民族主义思潮是一柄双刃剑。一方面,它能够激发青年爱国热情,坚定青年保卫祖国、建设祖国的决心;一方面,它又可能给青年的国家—民族观带来混乱,让人不明是非、不辨敌我造成恶劣的社会影响。但这柄双刃剑又是利大于弊的:如果加以适当运用,我们就一定能够做到趋利避害,使其成为塑造青年理性国家—民族观的力量,为青少年健康成长保驾护航。
(作者分别为南开大学马克思主义教育学院博士研究生、河北工业大学马克思主义学院副教授,天津理工大学法政学院硕士研究生;本文系2014年河北省教育厅教育科学规划项目“高中与大学思想政治理论课教育衔接问题研究”和2013年天津市高等学校人文社会科学研究项目“京津冀大学生创新团队区域沟通模式研究”阶段性成果;项目编号分别为:GH141107、20132519)
【注释】
①[苏]约·维·斯大林:“马克思主义和民族问题”,《斯大林选集》(上卷),北京:人民出版社,1979年,第61页。
②安静波:“论梁启超的民族观”,《近代史研究》,1999年第3期。
③陈鹏飞:“中国民族主义思潮概述”,《产业与科技论坛》,2012年第12期。
④温朝霞:“中国青少年的‘哈日哈韩’现象及其反思”,《青年探索》,2008年3期。
⑤朱云生:“当下青年病态民族主义倾向的危害及其批判”,《中国青年研究》,2010年第5期。

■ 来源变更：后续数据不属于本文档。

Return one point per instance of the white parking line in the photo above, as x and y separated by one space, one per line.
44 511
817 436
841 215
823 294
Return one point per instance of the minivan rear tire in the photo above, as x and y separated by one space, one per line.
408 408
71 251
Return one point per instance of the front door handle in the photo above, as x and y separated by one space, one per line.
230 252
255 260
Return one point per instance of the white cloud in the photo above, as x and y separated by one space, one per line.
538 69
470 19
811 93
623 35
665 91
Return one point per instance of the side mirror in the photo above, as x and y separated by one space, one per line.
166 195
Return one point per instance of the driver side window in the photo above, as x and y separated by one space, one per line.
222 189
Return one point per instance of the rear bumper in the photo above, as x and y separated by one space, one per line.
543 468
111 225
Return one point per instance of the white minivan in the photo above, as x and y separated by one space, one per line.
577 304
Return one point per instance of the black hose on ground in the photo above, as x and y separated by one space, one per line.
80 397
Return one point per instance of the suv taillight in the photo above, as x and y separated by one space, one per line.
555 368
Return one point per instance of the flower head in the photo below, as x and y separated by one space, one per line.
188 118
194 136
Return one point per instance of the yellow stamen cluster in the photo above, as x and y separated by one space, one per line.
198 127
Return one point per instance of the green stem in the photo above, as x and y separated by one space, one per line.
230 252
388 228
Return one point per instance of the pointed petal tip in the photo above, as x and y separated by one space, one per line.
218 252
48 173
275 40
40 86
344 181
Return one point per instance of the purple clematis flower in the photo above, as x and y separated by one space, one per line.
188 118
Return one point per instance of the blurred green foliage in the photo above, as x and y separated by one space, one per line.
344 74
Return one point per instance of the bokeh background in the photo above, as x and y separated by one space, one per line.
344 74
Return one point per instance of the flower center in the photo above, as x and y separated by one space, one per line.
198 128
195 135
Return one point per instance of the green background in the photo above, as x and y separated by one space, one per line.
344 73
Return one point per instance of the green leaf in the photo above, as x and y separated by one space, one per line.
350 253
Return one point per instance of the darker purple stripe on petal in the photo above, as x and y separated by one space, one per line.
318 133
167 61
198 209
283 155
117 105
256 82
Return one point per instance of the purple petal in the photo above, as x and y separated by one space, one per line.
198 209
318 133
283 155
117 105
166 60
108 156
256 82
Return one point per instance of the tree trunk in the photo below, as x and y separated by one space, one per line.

⑥[美]莱亚·格林菲尔德:“民族主义的影响力”,《南风窗》,2012年第20期。
⑦徐友渔:“民族主义”,《社会科学论坛》,2004年第11期。
⑧卜建华:“网络民族主义思潮对青年政治社会化的影响”,《中国青年政治学院学报》,2010年第2期。